Motivating SFMOMA's $305-million, 235,000-square-foot expansion in 2016 was the long-term loan of the Fisher Collection, assembled by Gap founders Donald and Doris Fisher. A majority of the museum's real estate has been turned over to showcasing this collection — a loan; not a promised gift — that is appropriately renowned for its Ellsworth Kellys, its Agnes Martins and its Anselm Kiefers. It is the bluest of blue chip. It is also exceedingly white and exceedingly male. When the new wing first opened five years ago, an entire floor of galleries didn't contain a single work by a woman.

The details behind the Fishers’ loan remain largely unknown, despite the best reporting attempts of Charles Desmarais, the former art critic for the San Francisco Chronicle, who was able to ascertain a few facts about the deal. Among them: that no more than 25% of what is on view in the Doris and Donald Fisher Collection Galleries is allowed to come from other lenders or donors.

As Desmarais wrote at the time, this "means that something like 60% of SFMOMA's indoor galleries (not counting free-admission areas that serve as combination lobby and exhibition spaces) must always adhere — or, at least, respond — to a narrative of art history constructed by just two astute but obdurately private collectors."

"We want to give back to the city we love," reads a quote attributed to Doris and Donald Fisher at SFMOMA.
Doris and Donald Fisher are quoted as wanting to give back to the city, but their art has never been donated to SFMOMA; instead, it's on long-term loan. (Carolina A. Miranda / Los Angeles Times)

This means that repeat visits to SFMOMA are liable to feel the same, since much of the art in the new wing has to be, by terms of the contract, art that belonged to the Fishers.

By my third visit to the museum after its reopening, I started to feel suffocated by the installation: Expressionists in one room, Color Field paintings in another, no surprises — just a single path of art history, one with no room for anything that evokes even a hint of Bay Area weirdness, queer activism or Chicano printmaking.
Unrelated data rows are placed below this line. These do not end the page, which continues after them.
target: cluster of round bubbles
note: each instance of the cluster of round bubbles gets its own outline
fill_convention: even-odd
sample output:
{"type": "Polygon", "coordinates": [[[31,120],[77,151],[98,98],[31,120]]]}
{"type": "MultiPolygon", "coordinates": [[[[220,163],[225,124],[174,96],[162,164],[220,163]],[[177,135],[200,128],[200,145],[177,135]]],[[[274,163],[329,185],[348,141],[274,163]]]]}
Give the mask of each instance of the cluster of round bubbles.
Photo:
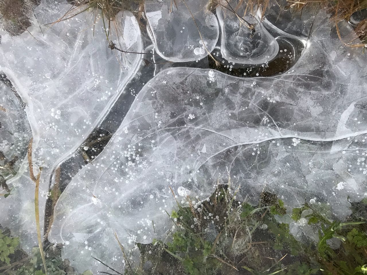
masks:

It's a collection that acts as if San Francisco — or much of the rest of California, for that matter — doesn't exist.

It's boring and corporate and feels like an albatross around the museum's neck — something for the curators to work around, rather than work with.
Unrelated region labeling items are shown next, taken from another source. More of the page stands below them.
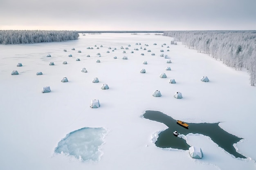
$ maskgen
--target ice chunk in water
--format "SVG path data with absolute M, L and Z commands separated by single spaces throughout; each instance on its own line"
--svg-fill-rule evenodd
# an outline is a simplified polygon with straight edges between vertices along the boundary
M 55 152 L 73 155 L 81 161 L 99 161 L 103 155 L 100 147 L 107 132 L 103 128 L 85 127 L 75 130 L 58 142 Z

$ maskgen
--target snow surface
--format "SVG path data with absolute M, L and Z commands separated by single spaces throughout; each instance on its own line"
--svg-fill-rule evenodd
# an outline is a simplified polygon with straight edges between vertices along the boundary
M 190 169 L 256 169 L 256 89 L 249 85 L 249 75 L 181 43 L 161 46 L 172 40 L 154 34 L 104 33 L 64 42 L 0 45 L 0 169 L 155 170 L 181 165 Z M 146 47 L 136 43 L 148 44 L 147 49 L 155 55 L 145 51 L 141 55 L 143 49 L 131 53 Z M 86 49 L 95 44 L 103 47 Z M 122 60 L 120 47 L 129 44 L 128 60 Z M 117 50 L 107 53 L 110 46 Z M 76 50 L 71 50 L 73 47 Z M 160 49 L 172 63 L 160 57 Z M 100 63 L 96 62 L 97 53 Z M 47 57 L 49 54 L 52 57 Z M 49 66 L 50 62 L 55 65 Z M 18 63 L 23 66 L 17 67 Z M 161 78 L 167 66 L 172 70 L 165 72 L 167 79 Z M 83 68 L 88 73 L 81 72 Z M 140 73 L 142 68 L 146 73 Z M 13 70 L 19 74 L 11 75 Z M 36 75 L 39 71 L 43 75 Z M 210 81 L 201 82 L 202 76 Z M 68 82 L 61 82 L 63 77 Z M 100 83 L 92 82 L 94 77 Z M 170 79 L 176 83 L 169 83 Z M 102 90 L 103 84 L 110 88 Z M 45 86 L 51 87 L 51 92 L 42 93 Z M 157 90 L 160 97 L 152 95 Z M 173 97 L 177 91 L 182 99 Z M 99 100 L 99 108 L 90 107 L 93 99 Z M 180 135 L 190 145 L 201 148 L 202 159 L 191 158 L 188 150 L 158 148 L 154 142 L 167 127 L 144 118 L 147 110 L 188 123 L 221 122 L 222 128 L 244 139 L 234 146 L 247 158 L 235 158 L 200 134 Z M 108 130 L 100 149 L 94 150 L 100 151 L 101 156 L 94 159 L 97 161 L 54 152 L 67 135 L 85 127 Z

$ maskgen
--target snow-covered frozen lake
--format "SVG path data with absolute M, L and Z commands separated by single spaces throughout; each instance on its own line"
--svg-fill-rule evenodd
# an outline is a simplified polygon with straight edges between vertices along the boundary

Platforms such as Open Space and the film program examined the ragged edges of culture, the places full of friction and debate. They may have not had massive audiences, but they incorporated a wide range of voices and made many of us feel as if there were at least one corner of the museum that cared about what Latino, Indigenous, Black and queer artists had to say about the world.

Now, those programs will be gone. And no amount of fancy-pants design in the gift shop is going to make up for it.